Oerton Erin, Bender Andreas
Centre for Molecular Informatics, Department of Chemistry, University of Cambridge, Cambridge, UK.
BMC Neurol. 2017 Mar 23;17(1):58. doi: 10.1186/s12883-017-0838-x.
As the popularity of transcriptomic analysis has grown, the reported lack of concordance between different studies of the same condition has become a growing concern, raising questions as to the representativeness of different study types, such as non-human disease models or studies of surrogate tissues, to gene expression in the human condition.
In a comparison of 33 microarray studies of Parkinson's disease, correlation and clustering analyses were used to determine the factors influencing concordance between studies, including agreement between different tissue types, different microarray platforms, and between neurotoxic and genetic disease models and human Parkinson's disease.
Concordance over all studies is low, with correlation of only 0.05 between differential gene expression signatures on average, but increases within human patients and studies of the same tissue type, rising to 0.38 for studies of human substantia nigra. Agreement of animal models, however, is dependent on model type. Studies of brain tissue from Parkinson's disease patients (specifically the substantia nigra) form a distinct group, showing patterns of differential gene expression noticeably different from that in non-brain tissues and animal models of Parkinson's disease; while comparison with other brain diseases (Alzheimer's disease and brain cancer) suggests that the mixed study types display a general signal of neurodegenerative disease. A meta-analysis of these 33 microarray studies demonstrates the greater ability of studies in humans and highly-affected tissues to identify genes previously known to be associated with Parkinson's disease.

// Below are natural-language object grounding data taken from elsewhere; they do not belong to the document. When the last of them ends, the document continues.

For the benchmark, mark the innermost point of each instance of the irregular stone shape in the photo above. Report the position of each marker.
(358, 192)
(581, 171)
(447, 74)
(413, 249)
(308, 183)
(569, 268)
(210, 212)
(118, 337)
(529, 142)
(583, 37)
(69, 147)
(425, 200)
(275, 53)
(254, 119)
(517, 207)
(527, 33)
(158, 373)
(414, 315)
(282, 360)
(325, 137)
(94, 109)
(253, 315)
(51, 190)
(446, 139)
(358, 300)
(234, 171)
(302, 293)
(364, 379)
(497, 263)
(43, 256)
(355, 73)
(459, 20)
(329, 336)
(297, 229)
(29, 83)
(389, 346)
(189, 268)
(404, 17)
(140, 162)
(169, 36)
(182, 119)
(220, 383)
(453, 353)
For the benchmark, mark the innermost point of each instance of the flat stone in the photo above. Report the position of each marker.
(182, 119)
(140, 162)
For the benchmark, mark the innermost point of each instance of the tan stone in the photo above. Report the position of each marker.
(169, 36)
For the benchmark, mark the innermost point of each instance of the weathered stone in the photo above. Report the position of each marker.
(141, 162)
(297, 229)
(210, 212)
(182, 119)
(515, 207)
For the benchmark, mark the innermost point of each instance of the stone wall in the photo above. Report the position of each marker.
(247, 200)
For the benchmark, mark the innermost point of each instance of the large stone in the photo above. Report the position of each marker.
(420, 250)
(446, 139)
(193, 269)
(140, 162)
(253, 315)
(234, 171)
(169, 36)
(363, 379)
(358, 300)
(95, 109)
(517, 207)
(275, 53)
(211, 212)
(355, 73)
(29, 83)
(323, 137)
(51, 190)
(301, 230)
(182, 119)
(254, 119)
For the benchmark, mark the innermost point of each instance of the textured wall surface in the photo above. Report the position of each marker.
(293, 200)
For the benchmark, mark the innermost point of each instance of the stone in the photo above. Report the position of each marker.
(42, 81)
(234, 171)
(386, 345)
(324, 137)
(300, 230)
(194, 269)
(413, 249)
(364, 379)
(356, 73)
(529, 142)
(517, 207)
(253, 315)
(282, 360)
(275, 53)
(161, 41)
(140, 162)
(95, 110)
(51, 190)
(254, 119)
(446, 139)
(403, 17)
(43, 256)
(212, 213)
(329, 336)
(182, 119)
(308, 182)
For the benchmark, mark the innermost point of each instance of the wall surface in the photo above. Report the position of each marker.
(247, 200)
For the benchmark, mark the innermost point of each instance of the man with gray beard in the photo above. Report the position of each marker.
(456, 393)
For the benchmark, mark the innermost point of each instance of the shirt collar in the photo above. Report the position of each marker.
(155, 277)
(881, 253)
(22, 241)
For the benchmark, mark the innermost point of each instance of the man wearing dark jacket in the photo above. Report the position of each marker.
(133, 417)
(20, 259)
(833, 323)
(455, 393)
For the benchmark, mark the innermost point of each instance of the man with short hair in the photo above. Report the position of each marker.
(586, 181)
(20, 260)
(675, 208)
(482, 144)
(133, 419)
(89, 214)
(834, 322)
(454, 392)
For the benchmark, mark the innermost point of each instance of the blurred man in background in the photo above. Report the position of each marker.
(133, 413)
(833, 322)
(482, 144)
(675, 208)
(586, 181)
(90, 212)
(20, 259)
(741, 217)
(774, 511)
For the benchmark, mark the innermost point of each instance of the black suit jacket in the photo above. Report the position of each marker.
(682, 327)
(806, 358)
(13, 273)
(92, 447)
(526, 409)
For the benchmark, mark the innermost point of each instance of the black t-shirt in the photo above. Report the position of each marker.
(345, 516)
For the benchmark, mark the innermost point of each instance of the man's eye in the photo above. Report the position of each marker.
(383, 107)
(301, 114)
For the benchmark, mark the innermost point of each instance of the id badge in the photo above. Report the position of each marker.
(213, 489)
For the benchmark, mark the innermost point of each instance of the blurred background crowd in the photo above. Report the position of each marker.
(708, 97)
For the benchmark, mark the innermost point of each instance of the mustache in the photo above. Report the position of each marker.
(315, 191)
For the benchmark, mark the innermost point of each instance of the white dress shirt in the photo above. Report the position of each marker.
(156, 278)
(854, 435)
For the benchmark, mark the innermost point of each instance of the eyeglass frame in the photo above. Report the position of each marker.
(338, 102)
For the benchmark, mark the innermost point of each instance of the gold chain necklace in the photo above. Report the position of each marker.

The observed clustering and concordance results suggest the existence of a 'characteristic' signal of Parkinson's disease found in significantly affected human tissues in humans. These results help to account for the consistency (or lack thereof) so far observed in microarray studies of Parkinson's disease, and act as a guide to the selection of transcriptomic studies most representative of the underlying gene expression changes in the human disease.
随着转录组分析的日益普及,同一疾病不同研究报告之间缺乏一致性的问题日益受到关注,引发了关于不同研究类型(如非人类疾病模型或替代组织研究)对人类疾病基因表达代表性的质疑。
在对33项帕金森病微阵列研究的比较中,采用相关性和聚类分析来确定影响研究间一致性的因素,包括不同组织类型、不同微阵列平台之间的一致性,以及神经毒性和遗传疾病模型与人类帕金森病之间的一致性。
所有研究的一致性较低,平均差异基因表达特征之间的相关性仅为0.05,但在人类患者和同一组织类型的研究中有所增加,人类黑质研究的相关性升至0.38。然而,动物模型的一致性取决于模型类型。帕金森病患者脑组织(特别是黑质)的研究形成了一个独特的组,显示出与帕金森病非脑组织和动物模型明显不同的差异基因表达模式;与其他脑部疾病(阿尔茨海默病和脑癌)的比较表明,混合研究类型显示出神经退行性疾病的一般信号。对这33项微阵列研究的荟萃分析表明,人类和高受影响组织的研究在识别先前已知与帕金森病相关基因方面具有更强的能力。
观察到的聚类和一致性结果表明,在人类受显著影响的组织中存在帕金森病的“特征性”信号。这些结果有助于解释迄今为止在帕金森病微阵列研究中观察到的一致性(或缺乏一致性),并为选择最能代表人类疾病潜在基因表达变化的转录组研究提供指导。